しかし、議員の選挙など特に人事に関する投票では投票の秘密が保たれなければ、私交の上に影響したり、選挙人が自由意志で投票することが困難となる[1]。さらに公開主義だと投票における買収などの不正行為においてその証拠立てに利用されるおそれがある[1]。
日本では当初は議員の選挙にも記名捺印を要する公開主義が採られていた[1]。

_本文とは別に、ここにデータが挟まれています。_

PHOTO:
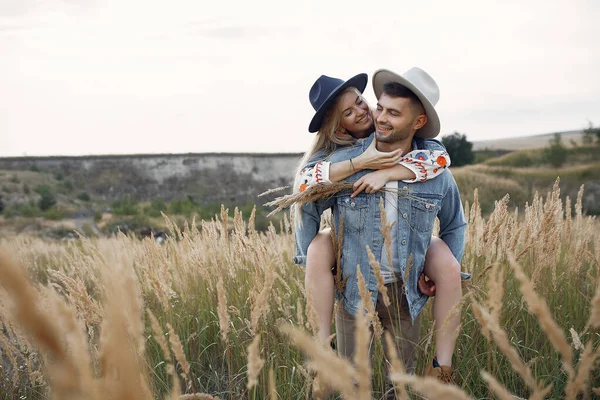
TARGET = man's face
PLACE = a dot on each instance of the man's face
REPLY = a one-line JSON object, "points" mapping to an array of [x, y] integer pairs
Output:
{"points": [[396, 119]]}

1889年(明治22年)の衆議院議員選挙法38条2項は、「選挙人ハ投票所ニ於テ投票用紙ニ被選人ノ姓名ヲ記載シ次ニ自己ノ姓名住所ヲ記載シテ捺印スヘシ」と定め、この方式による投票が実施されたこともあり1890年(明治23年)の第1回衆院選から1898年(明治31年)の第6回衆院選まで公開投票が実施された。しかし、1900年(明治33年)に選挙法は改正され第7回衆院選以降は一貫して秘密投票が実施されている[3]。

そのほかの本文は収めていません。